Michael Lerner: There were a number of new colleagues stressing the hope that we may identify ways of exploring this together. We do have a very robust example, in the Learning and Developmental Disabilities Initiative, of the kinds of constituencies that can come together to do this.


Elise Miller: Through LDDI we have almost 40 groups and individuals that are involved. Some of those groups include the Learning Disabilities Association, American Association of Mental Retardation, Communities Against Violence, Cure Autism Now, Autism Society of America. We also have a few key environmental groups that are working on neurotoxicants. This group comes together once a month to discuss the ways that we can both educate these constituencies and follow up on policy initiatives.
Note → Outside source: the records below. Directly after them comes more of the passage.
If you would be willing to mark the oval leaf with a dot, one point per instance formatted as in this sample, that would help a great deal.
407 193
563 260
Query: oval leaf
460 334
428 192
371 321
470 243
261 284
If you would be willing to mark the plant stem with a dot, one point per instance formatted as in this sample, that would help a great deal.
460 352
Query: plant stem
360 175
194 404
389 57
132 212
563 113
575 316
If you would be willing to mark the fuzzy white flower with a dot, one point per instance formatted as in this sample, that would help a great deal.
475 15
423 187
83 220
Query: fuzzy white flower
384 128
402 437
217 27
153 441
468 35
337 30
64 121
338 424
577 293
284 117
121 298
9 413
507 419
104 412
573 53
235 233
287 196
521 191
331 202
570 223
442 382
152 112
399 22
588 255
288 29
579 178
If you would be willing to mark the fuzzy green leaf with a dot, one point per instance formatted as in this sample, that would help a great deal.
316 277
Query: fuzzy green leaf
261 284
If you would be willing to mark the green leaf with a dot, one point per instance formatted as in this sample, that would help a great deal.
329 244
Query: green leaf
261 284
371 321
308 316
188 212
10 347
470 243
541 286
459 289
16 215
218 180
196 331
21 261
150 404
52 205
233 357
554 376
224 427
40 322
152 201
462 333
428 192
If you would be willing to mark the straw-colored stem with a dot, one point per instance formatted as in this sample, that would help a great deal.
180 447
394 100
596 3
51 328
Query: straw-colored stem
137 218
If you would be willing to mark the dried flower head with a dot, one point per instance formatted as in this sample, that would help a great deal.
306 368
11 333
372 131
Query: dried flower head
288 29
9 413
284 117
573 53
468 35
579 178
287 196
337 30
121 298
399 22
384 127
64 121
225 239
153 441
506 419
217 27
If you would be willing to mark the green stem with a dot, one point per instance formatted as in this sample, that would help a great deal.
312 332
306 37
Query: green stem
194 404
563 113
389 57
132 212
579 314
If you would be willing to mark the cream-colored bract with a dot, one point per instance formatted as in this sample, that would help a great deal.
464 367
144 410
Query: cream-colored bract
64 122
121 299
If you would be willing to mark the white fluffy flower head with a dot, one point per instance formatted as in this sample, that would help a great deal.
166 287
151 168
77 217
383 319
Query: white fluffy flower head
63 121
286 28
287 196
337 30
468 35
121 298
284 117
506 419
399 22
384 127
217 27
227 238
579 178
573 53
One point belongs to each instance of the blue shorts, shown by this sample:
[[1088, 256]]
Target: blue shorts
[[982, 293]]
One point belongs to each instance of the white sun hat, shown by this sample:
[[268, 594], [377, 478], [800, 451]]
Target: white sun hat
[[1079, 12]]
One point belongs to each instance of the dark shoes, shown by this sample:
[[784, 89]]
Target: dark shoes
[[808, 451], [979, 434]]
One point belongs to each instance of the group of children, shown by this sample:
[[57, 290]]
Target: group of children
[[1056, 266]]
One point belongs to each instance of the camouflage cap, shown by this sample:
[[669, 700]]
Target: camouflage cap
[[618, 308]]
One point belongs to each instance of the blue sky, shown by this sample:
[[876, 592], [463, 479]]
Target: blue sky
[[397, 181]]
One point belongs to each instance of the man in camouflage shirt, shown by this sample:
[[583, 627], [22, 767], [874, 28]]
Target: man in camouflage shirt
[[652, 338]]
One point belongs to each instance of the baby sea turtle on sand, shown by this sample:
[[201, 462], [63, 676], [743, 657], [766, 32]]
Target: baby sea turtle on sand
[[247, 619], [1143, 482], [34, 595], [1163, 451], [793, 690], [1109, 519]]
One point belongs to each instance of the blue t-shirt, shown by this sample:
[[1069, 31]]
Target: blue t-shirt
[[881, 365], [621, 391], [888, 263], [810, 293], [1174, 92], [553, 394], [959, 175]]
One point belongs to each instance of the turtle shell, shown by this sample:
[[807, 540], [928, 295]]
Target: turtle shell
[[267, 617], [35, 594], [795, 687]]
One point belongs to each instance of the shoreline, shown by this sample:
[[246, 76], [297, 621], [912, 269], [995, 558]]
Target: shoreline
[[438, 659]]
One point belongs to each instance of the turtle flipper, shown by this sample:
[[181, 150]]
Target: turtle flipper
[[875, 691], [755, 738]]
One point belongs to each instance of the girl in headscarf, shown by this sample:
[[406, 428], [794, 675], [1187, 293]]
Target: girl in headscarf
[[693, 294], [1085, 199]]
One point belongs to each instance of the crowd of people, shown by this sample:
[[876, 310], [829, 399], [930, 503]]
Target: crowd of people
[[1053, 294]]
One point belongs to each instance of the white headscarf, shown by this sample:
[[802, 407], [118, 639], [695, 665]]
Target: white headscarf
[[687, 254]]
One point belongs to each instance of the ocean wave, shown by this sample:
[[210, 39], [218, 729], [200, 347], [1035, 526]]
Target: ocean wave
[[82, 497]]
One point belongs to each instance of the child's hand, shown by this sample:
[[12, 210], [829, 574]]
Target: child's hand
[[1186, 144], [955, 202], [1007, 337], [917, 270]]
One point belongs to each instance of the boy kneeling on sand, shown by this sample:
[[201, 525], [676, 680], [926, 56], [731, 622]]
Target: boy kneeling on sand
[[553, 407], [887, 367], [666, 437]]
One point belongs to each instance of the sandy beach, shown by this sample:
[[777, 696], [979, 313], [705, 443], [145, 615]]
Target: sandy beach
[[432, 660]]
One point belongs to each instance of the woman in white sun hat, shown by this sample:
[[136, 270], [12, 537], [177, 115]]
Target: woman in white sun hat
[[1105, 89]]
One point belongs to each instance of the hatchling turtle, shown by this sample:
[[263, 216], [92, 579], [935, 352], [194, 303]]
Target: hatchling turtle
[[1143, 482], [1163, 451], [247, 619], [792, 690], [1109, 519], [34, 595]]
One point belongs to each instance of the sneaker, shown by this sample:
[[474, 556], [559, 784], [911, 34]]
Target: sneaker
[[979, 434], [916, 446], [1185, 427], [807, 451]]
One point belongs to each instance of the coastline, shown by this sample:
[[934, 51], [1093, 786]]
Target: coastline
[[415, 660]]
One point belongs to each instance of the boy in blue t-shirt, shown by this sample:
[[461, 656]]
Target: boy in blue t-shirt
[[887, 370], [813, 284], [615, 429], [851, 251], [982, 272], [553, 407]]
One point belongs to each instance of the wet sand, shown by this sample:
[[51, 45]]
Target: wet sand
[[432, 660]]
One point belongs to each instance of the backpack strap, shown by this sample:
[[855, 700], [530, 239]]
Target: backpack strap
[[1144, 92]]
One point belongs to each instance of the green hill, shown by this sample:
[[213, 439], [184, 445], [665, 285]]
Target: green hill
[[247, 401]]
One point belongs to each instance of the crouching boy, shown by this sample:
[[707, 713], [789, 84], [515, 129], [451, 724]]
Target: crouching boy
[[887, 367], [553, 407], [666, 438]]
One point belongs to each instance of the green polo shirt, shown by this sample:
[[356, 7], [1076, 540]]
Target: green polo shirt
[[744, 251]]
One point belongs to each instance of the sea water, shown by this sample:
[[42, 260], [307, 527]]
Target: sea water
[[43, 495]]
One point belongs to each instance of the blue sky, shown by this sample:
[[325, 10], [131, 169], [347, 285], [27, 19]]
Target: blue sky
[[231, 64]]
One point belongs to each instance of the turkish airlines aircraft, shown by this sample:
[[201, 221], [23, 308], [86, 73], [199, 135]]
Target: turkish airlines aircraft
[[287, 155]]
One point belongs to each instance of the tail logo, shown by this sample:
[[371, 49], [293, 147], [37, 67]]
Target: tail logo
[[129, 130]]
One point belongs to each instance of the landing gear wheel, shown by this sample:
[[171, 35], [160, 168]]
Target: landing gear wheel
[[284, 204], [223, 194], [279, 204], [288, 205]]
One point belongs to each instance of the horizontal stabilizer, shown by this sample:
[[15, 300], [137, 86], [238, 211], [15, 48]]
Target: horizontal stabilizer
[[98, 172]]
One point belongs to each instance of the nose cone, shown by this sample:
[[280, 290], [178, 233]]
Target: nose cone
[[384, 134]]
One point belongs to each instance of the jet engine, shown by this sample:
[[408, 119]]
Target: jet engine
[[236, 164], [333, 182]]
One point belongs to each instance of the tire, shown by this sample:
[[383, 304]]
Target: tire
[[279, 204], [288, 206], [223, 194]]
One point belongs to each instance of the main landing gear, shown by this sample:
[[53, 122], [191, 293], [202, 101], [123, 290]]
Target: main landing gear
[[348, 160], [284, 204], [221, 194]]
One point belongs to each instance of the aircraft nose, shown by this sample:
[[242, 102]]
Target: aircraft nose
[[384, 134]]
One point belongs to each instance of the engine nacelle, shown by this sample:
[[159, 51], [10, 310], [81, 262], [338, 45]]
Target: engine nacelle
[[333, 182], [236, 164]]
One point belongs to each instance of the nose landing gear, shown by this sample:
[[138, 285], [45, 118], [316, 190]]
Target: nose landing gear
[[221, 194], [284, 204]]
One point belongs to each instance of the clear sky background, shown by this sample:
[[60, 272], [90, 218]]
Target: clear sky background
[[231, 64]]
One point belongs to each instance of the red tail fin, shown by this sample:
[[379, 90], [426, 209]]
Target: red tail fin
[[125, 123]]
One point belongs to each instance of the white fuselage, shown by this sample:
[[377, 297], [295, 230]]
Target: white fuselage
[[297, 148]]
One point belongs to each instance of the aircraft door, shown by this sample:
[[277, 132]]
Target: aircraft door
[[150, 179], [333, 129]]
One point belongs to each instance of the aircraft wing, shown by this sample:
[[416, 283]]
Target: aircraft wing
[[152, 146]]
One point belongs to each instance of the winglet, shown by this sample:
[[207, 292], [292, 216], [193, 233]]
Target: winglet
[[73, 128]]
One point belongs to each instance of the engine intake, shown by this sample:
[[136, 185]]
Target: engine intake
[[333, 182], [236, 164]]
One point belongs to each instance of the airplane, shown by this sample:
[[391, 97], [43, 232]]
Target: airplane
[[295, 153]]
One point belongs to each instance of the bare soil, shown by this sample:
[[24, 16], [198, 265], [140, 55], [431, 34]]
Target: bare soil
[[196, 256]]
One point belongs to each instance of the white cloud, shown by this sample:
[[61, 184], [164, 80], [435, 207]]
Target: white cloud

This has become a great working model.


Elizabeth Sword: We are developing an outreach campaign to pregnant women and working to collaborate with ACOG (American College of Obstetrics and Gynecology) as an outreach mechanism. We're also reaching out to any kind of healthcare provider who would have contact with any woman who is pregnant or seeking to become pregnant, with the idea of getting information about environmental risks to the fetus as soon as possible. If anyone on this call can share recommendations, or would like to be part of that effort, we would welcome your input.


Tina Eshaghpour: As a result of the publication of our report we've gotten some interest from legislators around California. How in pulling together these allies we can really educate the public? Our report can be viewed at http://www.womensfoundca.org/publications.html.


Michael Lerner: We would like to encourage all of our new colleagues on this call to join CHE. As you know, CHE costs nothing to join, you receive no more than 2 emails a month and you're invited to participate on our monthly Partnership Calls. We have 700 Partners, organizations and individuals who care about the environment, how it's affecting our health and who are really committed to solid science and want to share information and opportunities for collaborative work and have the capacity to develop both within their organizations and collectively. Thank you all for joining us and we hope you'll join us again.